Colorado Day 5 - Fish Creek Falls

Fish Creek Falls is one of the natural beauties that grace Steamboat Springs. From the parking lot there are a couple of trails - one to the overlook, the other down to the falls and up over the mountain. So first morning in Steamboat, we trekked first out to the overlook. How spectacular! The falls was running so fast, from this look of it, we might have been at Yellowstone. Turns out the town of Steamboat is first in line for water off the continental divide. They have a processing plant not far from the fall. The tap water in town is superb.
Fish Creek Falls
On the way down we saw a number of the usual suspects. The trail is not very steep and it is easy to dally.
Eriogunum umbellatum on the hillside

Linum perenne at the overlook garden

Mertensia in the ditch

Rubus parviflorus at the bend

The view from the bridgte
Many years ago there were so many fish in the stream, one merely had to hold out a net to supply dinner. This day, the water is running a little fast for that. In fact, records are being set for the time of year for amount of flow in Fish Creek, the Yampa and Elk. Along the far side of the bridge some cystoperis looking ferns were winding there way along the stone work on the one side, and a nice shrub was blooming on the other.

Hiking up the trail there were a few other natural wonders of the plant variety for our enjoyment.  Keying them out may be a different matter.

Colorado Day 6 - Steamboat

Steamboat - the mountain
As Katie said - whenever you get 80 degrees on the mountain (26C), you get a thunderstorm. Usually this does not happen until afternoon. So we got an early start this day as the weather was looking pretty potent from the beginning of the day. The lifts were running, so we took the gondola up.
Steamboat gondola on the way up
The lift did not get us above treeline, but there was a nice nature trail.
Populus on the trail
Androsace on the trail

Clematis scrambling through the brush

Delphiniums in the ditch


Lupines were just beginning to bloom

Mahonia tucked into a crevice

Physaria in the open boulder field
Unfortunately we had to scramble when we heard the three hoots of the gondola horn. An awe inspiring storm was upon us.
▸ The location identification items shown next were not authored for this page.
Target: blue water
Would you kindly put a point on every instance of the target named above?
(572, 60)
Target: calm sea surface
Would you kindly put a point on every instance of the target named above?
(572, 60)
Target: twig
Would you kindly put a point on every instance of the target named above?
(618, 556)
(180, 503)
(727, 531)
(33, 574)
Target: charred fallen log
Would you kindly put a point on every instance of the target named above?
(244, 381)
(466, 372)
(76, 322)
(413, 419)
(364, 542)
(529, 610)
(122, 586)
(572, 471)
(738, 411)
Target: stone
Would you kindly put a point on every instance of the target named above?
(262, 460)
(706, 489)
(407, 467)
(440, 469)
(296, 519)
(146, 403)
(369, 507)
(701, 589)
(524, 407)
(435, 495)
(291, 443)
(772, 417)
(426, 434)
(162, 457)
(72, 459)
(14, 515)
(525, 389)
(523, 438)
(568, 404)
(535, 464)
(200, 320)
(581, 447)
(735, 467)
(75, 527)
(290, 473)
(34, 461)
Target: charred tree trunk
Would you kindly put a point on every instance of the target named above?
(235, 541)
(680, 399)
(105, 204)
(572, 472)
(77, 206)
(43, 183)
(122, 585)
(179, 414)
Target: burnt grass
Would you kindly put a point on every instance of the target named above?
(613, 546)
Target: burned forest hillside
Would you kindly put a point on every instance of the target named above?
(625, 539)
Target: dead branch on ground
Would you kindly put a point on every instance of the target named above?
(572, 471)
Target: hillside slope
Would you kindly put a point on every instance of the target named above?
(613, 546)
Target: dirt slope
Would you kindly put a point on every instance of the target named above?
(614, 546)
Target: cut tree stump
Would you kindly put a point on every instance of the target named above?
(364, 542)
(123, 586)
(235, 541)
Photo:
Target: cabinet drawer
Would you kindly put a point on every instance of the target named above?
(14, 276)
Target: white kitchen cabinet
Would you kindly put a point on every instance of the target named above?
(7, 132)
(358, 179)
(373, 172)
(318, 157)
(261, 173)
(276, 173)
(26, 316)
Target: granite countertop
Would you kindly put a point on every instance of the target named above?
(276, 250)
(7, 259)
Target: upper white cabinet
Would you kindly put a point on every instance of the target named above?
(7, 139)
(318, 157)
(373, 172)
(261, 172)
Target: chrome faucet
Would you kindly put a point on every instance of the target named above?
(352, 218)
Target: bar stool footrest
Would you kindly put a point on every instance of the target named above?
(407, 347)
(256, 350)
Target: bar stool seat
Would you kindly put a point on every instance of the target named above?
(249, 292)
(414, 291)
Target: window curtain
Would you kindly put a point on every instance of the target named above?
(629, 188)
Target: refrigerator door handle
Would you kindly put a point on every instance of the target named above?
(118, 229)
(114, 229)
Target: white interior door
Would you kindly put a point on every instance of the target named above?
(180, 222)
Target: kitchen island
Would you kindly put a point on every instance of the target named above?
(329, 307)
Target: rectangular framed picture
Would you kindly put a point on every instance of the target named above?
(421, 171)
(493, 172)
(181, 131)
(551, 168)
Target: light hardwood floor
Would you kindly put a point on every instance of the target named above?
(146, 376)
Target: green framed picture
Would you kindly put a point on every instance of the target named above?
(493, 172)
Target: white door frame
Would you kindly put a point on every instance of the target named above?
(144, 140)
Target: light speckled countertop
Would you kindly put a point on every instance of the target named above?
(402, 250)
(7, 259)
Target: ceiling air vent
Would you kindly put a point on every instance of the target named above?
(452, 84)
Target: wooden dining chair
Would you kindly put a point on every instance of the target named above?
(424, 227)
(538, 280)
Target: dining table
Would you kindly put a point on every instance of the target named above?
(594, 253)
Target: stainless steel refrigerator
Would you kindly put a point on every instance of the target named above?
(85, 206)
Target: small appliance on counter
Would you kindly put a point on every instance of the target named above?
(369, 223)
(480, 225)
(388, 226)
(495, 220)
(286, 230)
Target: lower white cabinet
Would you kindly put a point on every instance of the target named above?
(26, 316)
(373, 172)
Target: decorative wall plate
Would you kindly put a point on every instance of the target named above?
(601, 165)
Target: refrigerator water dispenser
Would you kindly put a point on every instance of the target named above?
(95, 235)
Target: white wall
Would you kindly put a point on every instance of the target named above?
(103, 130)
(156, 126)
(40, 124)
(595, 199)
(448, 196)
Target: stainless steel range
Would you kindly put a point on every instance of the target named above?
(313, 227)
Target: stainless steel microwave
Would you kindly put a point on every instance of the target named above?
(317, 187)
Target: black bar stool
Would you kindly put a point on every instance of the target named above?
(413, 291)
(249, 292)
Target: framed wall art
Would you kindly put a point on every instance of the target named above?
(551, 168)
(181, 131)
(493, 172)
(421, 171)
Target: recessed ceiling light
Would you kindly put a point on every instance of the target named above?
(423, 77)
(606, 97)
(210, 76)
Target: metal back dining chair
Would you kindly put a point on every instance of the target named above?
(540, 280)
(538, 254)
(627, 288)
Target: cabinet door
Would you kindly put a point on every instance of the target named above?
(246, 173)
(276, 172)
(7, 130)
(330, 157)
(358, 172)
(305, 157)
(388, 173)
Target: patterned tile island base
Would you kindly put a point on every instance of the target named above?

The gondola does not run in rain, much less lightening. We had lunch to wait out the storm. Some of our fellow trapped hikers were shuttled down the mountain by bus, 30 people at a time. But we were fortunate enough to get the lift.

Colorado Day 4


Setting out from Fort Collins, we headed north to Wyoming. But first we had to go through the mountains and their passes. One interesting marker along the way concerned Virginia Dale.
Highway marker for Virginia Dale
In "Roughing It", Mark Twain described the goings-on at this stage station, named for the wife of the infamous Jack Slade. After the Union Pacific Railroad laid tracks to Cheyenne in 188, the stage station floated to obscurity. But what remains is currently the only Overland Stage Co station still standing. The Virginia Dale Community Club is an educational and charitable organization which receives its support from the general public. The stage station was added to the National Register of Historic Places in 1985.

The Touch of Wyoming

Just outside of Laramie, I started noticing flashes of purple. Whoa, plant stop! Rod pulled over while I jumped from the jeep, camera in hand. My first legume of the state:
Oxytropis besseyi 
Oxytropis besseyi
Then came the attack - mosquitoes landed and blatantly bit anything warm they could find, through my scarf, through my pants through my skin! Rod rolled up the windows as fast as could be, trapping one in the top. I ran back to the car and away we sped.
A Wyoming mosquito
Later we took another break. The wind was blowing so hard, the bugs had to cling to the ground. We were safe to hunt plants. And what a score we hit- a vast bunnery!

  Safe to say I need to look up these gems in a manual for the area. But oh, they were good.
Phlox hoodii

Phlox muscoides

Phlox muscoides

Leptodactylon caespitosum
Opuntia polyacantha
Sphaeralcea coccinea

Gaura coccinea

Sphaeromeria capitata

Eriogonum acaule

Eriogonum acaule

Penstemon laricifolius ssp. exiliifolius
the only moving bug was a big beatle
Stanleya pinnata

We dallied in that incredible little dale until the rain and the wind let us know it was time to mosey on down the highway.
Then it was back down, up into the mountains of Colorado. Our destination was Steamboat Springs. We thought it had begun to rain again. Splat. Splat. Big sounds like big raindrops. But to our amazement, it was a hatch. The bugs were so thick it looked like the air was a brown moving mass. As we climbed they passed. Looking at the map the shortest way seemed obvious, but the road started looking a little washed out. A quick call to our son Tim confirmed it. Buffalo Pass still had 6 feet of snow, so we should stick to the main road. So we turned to Rabbit Ears Pass.
Rabbit Ears Pass
Muddy Pass
We made it to Steamboat just in time to watch the bike race - the Town Challenge. Tim and Kate both climbed the mountain.